A review by kellyhager
The Passage Trilogy by Justin Cronin

5.0

I've wanted to read this since Stephen King made mention of it in his Entertainment Weekly column. And here's his blurb on the back of the book: “Every so often a novel-reader’s novel comes along: an enthralling, entertaining story wedded to simple, supple prose, both informed by tremendous imagination. Summer is the perfect time for such books, and this year readers can enjoy the gift of Justin Cronin’s The Passage. Read fifteen pages and you will find yourself captivated; read thirty and you will find yourself taken prisoner and reading late into the night.
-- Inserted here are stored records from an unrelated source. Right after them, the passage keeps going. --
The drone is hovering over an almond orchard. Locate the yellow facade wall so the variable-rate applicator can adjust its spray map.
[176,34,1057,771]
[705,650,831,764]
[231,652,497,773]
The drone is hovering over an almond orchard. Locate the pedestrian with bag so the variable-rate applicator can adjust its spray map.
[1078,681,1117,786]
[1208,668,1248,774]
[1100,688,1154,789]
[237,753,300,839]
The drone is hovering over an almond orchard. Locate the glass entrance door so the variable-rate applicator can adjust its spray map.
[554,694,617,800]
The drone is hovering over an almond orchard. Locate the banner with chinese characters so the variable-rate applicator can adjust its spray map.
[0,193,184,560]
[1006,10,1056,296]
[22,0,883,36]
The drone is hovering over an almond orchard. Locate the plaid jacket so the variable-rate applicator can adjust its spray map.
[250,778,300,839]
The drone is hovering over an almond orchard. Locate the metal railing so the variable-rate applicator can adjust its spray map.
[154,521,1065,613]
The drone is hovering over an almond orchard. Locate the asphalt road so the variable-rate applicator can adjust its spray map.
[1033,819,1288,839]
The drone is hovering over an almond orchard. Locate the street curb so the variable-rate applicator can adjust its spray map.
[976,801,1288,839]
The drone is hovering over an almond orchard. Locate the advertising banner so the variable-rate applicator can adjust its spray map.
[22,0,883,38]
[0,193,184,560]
It has the vividness that only epic works of fantasy and imagination can achieve. What else can I say? This: read this book and the ordinary world disappears.”

The synopsis:

“It happened fast. Thirty-two minutes for one world to die, another to be born.”

First, the unthinkable: a security breach at a secret U.S. government facility unleashes the monstrous product of a chilling military experiment. Then, the unspeakable: a night of chaos and carnage gives way to sunrise on a nation, and ultimately a world, forever altered. All that remains for the stunned survivors is the long fight ahead and a future ruled by fear—of darkness, of death, of a fate far worse.
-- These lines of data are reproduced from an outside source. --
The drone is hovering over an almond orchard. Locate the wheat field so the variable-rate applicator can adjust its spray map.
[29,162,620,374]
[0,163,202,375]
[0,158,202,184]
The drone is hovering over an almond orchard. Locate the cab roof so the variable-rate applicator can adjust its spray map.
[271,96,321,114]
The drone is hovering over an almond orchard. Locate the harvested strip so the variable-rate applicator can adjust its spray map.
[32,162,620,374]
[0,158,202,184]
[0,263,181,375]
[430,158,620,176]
As civilization swiftly crumbles into a primal landscape of predators and prey, two people flee in search of sanctuary. FBI agent Brad Wolgast is a good man haunted by what he’s done in the line of duty. Six-year-old orphan Amy Harper Bellafonte is a refugee from the doomed scientific project that has triggered apocalypse. He is determined to protect her from the horror set loose by her captors. But for Amy, escaping the bloody fallout is only the beginning of a much longer odyssey—spanning miles and decades—towards the time and place where she must finish what should never have begun.
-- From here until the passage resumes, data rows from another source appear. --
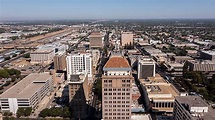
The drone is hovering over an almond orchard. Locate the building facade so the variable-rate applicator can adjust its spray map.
[0,73,53,113]
[200,51,215,61]
[30,49,55,64]
[173,96,215,120]
[138,58,155,79]
[68,73,89,119]
[54,52,66,71]
[66,53,92,80]
[121,32,133,46]
[102,56,134,120]
[89,32,103,48]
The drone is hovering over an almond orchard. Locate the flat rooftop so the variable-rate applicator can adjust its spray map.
[145,74,167,83]
[104,56,130,68]
[202,50,215,55]
[176,96,215,120]
[175,96,208,107]
[0,73,52,98]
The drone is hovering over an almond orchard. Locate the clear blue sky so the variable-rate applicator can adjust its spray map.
[0,0,215,20]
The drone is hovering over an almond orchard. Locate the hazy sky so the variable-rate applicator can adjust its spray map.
[0,0,215,20]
With The Passage, award-winning author Justin Cronin has written both a relentlessly suspenseful adventure and an epic chronicle of human endurance in the face of unprecedented catastrophe and unimaginable danger. Its inventive storytelling, masterful prose, and depth of human insight mark it as a crucial and transcendent work of modern fiction."

Me again.

Probably you're going to read a lot of comparisons to The Stand. (And it's understandable, seeing as how that's enough brick of a book about the end of the world and how the survivors fight the evil.) But I think it's more like The Stand meets Salem's Lot, and written in the style of The Historian. (Which is to say that it's beautifully written and you sort of float along on the words until you realize all of a sudden that you're incredibly creeped out because this book is about vampires. And not sparkly, vegetarian vampires, either. These vampires are mean. Incredibly mean. Oh-crap-Angel-just-lost-his-soul mean.)

This book ends on a cliffhanger (I believe it's going to be a trilogy, ultimately), so if you're not so good with the patience, you may want to wait until book 2 comes out. But there's not a release date for that, yet, and really, if you're not a patient person, you're probably not going to want to wait anyway. (Still, I warned you. CLIFFHANGER.)